Hoje, falaremos da relação médico-paciente, um encontro que vai muito além de uma consulta e que exige certa compreensão de ambas as partes. Não citarei ou julgarei erros médicos. O meu interesse é mostrar o correto, o justo, o quanto essa relação pode acolher, aproximar e envolver uma conexão profunda como a do filme.
O paciente ao buscar o médico a faz de forma espontânea. É o paciente que decide pela relação. Mas é a atitude do médico que dará continuidade a essa escolha: ao acolher sem pressa, transmitir segurança, honrar a confiança do paciente com responsabilidade.
E conforme vão se conhecendo melhor nas consultas, conversam muito e decidem por dar continuidade a esse vínculo. É um convívio que pode ser longo, em quartos de hospitais, sala de exames, centros cirúrgicos ou unidades de terapia. E, como na vida, relações prolongadas podem sofrer desgastes, por isso, o cuidado deve ser eterno.
Todos nós sabemos que existe a falsa relação de amizade, onde a desconfiança, a descredibilidade, o julgamento e o ódio desmascaram e diferenciam quem é amigo de quem é colega.
Na trama de Hollywood, temos um casal que se ama, se entende, mas, com o assassinato dele, um falso amigo se aproxima da sua esposa. Ele tenta seduzi-la e enganá-la. E assim como na medicina, existem os casos de médicos que se dedicam por anos ao estudo e ao cuidado com o paciente e tudo pode acabar caso essa relação se complique.
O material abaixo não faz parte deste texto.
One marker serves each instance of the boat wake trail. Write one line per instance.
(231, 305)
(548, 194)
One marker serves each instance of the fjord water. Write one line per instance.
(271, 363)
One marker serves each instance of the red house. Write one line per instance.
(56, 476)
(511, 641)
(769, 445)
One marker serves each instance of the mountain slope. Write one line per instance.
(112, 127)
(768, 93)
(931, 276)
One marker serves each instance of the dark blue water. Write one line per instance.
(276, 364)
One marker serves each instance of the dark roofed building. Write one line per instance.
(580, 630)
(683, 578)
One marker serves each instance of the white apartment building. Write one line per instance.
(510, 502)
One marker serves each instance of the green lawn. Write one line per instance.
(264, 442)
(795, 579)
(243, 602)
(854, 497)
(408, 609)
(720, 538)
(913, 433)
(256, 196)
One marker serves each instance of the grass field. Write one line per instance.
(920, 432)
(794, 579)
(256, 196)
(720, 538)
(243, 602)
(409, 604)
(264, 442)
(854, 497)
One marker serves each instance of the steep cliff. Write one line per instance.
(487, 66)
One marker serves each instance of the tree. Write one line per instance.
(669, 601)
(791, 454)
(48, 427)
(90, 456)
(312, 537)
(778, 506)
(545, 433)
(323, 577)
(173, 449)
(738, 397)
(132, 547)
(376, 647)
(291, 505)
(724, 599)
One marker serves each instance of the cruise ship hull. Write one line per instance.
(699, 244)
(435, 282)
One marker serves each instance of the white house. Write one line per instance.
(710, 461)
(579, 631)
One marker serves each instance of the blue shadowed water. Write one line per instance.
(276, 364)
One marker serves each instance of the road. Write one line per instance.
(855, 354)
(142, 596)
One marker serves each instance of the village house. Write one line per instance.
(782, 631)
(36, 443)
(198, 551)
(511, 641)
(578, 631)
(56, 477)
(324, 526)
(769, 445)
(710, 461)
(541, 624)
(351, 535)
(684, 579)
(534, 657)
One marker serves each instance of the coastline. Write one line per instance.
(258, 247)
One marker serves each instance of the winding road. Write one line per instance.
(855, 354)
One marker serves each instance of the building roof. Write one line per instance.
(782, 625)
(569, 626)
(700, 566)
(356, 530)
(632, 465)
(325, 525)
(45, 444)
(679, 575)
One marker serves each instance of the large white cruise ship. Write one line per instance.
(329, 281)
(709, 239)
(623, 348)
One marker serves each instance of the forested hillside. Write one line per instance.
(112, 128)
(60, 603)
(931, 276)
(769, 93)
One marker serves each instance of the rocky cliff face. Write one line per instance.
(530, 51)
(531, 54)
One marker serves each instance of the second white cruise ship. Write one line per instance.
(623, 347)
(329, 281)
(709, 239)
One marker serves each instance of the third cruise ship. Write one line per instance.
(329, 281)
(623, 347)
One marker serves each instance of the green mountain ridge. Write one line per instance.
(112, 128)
O universo do atendimento de pacientes nos dias de hoje, como em qualquer profissão é muito diverso. As pessoas mudaram, a vida mudou, mas o modelo dessa relação ainda é o mesmo. Espera-se seriedade, cuidado técnico, atenção de um lado e compreensão e paciência do outro para evitar o “ghosting” — a expressão em voga para o sumiço repentino que deixa um sentimento de abandono.
Mas o que há de mais bonito nessa relação é quando a presença ultrapassa os protocolos, quando mesmo depois da consulta, algo permanece. Se o lado médico cumpre suas obrigações, cabe ao paciente entender, compreender, apoiar as decisões, como o casal da trama, que nunca duvidou um do outro.
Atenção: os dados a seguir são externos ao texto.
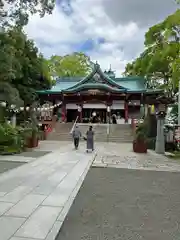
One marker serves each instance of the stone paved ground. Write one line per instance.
(116, 204)
(35, 198)
(7, 165)
(122, 156)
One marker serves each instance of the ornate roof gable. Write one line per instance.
(97, 76)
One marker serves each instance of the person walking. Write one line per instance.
(76, 136)
(90, 139)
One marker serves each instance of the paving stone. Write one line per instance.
(65, 210)
(19, 238)
(2, 194)
(9, 225)
(26, 206)
(56, 200)
(40, 223)
(16, 195)
(54, 231)
(5, 207)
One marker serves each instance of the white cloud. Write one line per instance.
(55, 34)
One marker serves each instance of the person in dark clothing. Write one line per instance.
(90, 139)
(76, 136)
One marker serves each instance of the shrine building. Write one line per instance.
(100, 93)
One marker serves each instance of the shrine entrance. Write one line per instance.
(94, 115)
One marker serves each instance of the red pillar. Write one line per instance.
(126, 111)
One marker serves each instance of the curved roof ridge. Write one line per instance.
(96, 69)
(93, 86)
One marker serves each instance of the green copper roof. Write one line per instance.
(97, 79)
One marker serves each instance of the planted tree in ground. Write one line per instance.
(73, 65)
(159, 63)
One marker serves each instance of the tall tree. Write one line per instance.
(22, 68)
(74, 65)
(18, 11)
(160, 61)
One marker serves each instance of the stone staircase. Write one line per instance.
(121, 133)
(100, 131)
(61, 132)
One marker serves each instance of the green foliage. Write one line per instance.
(160, 61)
(74, 65)
(18, 11)
(10, 138)
(23, 70)
(141, 132)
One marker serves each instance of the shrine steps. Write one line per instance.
(121, 133)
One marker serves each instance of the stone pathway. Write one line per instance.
(122, 156)
(35, 198)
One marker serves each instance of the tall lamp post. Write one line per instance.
(160, 141)
(108, 111)
(179, 106)
(79, 108)
(2, 107)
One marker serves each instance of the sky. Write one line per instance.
(111, 32)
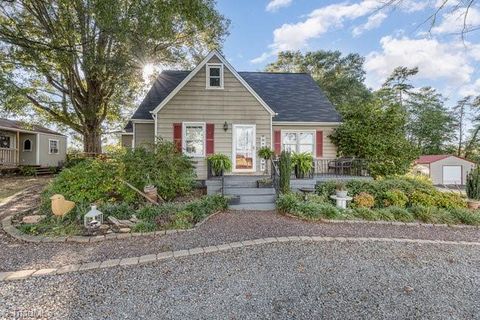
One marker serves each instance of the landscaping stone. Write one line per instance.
(33, 219)
(120, 223)
(124, 230)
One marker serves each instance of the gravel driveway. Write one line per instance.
(330, 280)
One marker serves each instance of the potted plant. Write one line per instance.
(472, 188)
(341, 189)
(265, 183)
(303, 164)
(219, 163)
(265, 153)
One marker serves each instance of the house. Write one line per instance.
(444, 168)
(30, 145)
(215, 109)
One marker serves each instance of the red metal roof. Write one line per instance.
(435, 157)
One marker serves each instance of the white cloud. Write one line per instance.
(472, 89)
(413, 5)
(274, 5)
(295, 36)
(374, 21)
(436, 60)
(453, 22)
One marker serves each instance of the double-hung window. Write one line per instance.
(53, 146)
(293, 141)
(194, 139)
(214, 76)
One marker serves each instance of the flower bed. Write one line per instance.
(102, 182)
(392, 199)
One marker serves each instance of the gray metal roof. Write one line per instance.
(294, 96)
(23, 126)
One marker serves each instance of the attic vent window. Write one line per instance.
(214, 76)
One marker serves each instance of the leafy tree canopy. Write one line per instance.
(340, 77)
(79, 62)
(374, 131)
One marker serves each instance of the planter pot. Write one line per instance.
(262, 184)
(341, 194)
(151, 192)
(299, 174)
(234, 200)
(473, 204)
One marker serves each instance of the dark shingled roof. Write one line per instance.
(294, 96)
(20, 125)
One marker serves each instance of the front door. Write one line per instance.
(243, 148)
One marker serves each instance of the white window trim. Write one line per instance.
(282, 132)
(207, 69)
(23, 146)
(58, 146)
(184, 138)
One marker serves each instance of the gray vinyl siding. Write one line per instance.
(28, 157)
(329, 149)
(436, 168)
(51, 160)
(144, 133)
(233, 104)
(126, 140)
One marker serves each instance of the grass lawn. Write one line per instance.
(11, 185)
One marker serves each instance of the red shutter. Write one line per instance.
(277, 141)
(177, 135)
(319, 146)
(210, 138)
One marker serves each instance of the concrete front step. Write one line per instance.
(253, 206)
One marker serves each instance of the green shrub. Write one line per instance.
(364, 200)
(450, 200)
(395, 198)
(285, 168)
(424, 213)
(151, 212)
(91, 181)
(182, 220)
(118, 210)
(466, 216)
(365, 214)
(303, 163)
(160, 165)
(219, 163)
(287, 203)
(144, 226)
(473, 184)
(385, 214)
(315, 198)
(401, 214)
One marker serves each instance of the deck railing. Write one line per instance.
(338, 167)
(341, 167)
(8, 157)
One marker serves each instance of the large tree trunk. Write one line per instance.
(92, 141)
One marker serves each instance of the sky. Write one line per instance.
(386, 37)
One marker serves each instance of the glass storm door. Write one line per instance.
(244, 148)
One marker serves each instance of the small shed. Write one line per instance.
(444, 169)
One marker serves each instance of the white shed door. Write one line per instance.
(452, 174)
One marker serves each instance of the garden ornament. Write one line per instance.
(60, 206)
(93, 218)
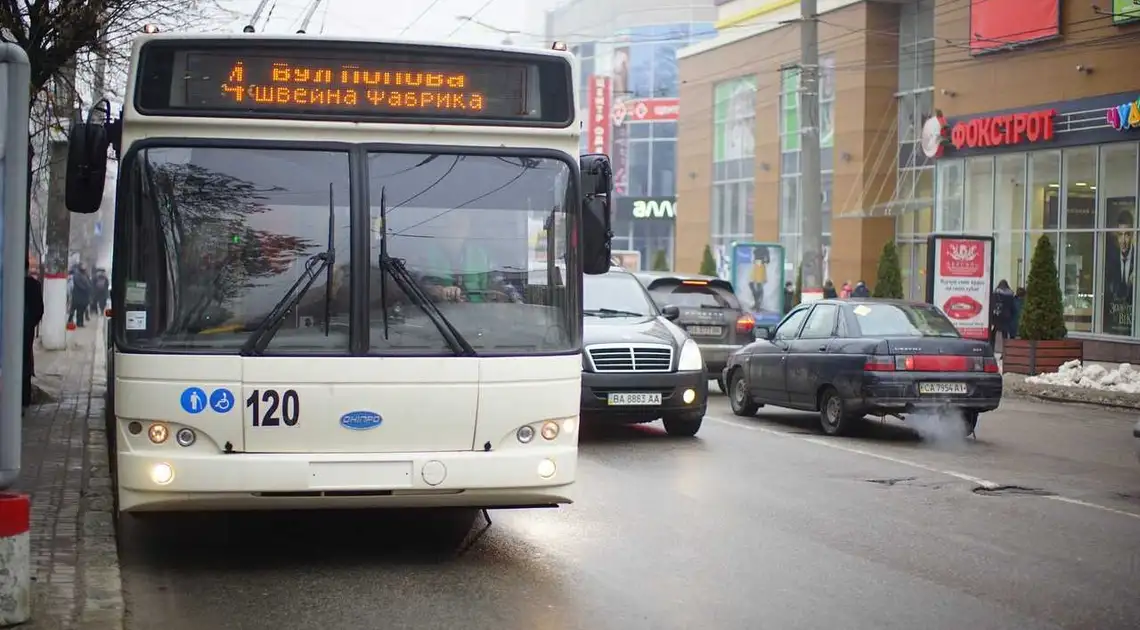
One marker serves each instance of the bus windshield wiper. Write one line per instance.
(408, 285)
(600, 312)
(259, 340)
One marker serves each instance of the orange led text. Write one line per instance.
(350, 86)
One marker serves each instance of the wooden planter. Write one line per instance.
(1032, 358)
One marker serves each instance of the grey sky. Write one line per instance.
(388, 18)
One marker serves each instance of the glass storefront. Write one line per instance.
(1084, 198)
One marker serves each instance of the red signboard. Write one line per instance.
(1003, 130)
(646, 111)
(1002, 24)
(597, 127)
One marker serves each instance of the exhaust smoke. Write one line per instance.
(944, 428)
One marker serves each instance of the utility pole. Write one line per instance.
(54, 327)
(811, 196)
(98, 91)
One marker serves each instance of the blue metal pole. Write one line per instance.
(15, 79)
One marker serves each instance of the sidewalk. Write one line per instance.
(65, 469)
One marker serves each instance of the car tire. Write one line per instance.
(682, 426)
(969, 423)
(738, 395)
(835, 419)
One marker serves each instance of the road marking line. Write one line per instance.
(821, 442)
(1093, 506)
(974, 480)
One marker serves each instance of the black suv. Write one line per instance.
(636, 365)
(708, 310)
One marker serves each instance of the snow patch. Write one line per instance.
(1073, 374)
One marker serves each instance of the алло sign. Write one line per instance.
(648, 209)
(1003, 130)
(1124, 116)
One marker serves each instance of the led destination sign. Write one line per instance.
(389, 83)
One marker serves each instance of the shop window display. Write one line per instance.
(1117, 210)
(979, 195)
(1044, 185)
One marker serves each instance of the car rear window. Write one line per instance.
(693, 295)
(902, 320)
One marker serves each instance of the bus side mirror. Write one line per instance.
(596, 231)
(87, 164)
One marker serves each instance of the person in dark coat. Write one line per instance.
(829, 291)
(81, 295)
(1001, 313)
(33, 313)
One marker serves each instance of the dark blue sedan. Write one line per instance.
(846, 359)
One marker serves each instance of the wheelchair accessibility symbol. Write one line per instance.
(221, 400)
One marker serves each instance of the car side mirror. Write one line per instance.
(596, 230)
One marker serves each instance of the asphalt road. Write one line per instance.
(758, 523)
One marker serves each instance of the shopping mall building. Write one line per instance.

É importante diferenciar a intercorrência da complicação, a tentativa da imprudência, o descanso da negligência, o ousar para salvar da imperícia. Muitas vezes a doença se torna incontrolável ou seu tratamento ainda é limitado. E não há culpados nesse caso.
Hoje, mais do que nunca, nós médicos temos que criar e sentir que o paciente está do nosso lado, acreditando no que falamos porque é esse elo invisível que sustentará o encontro entre quem cuida e quem precisa ser cuidado.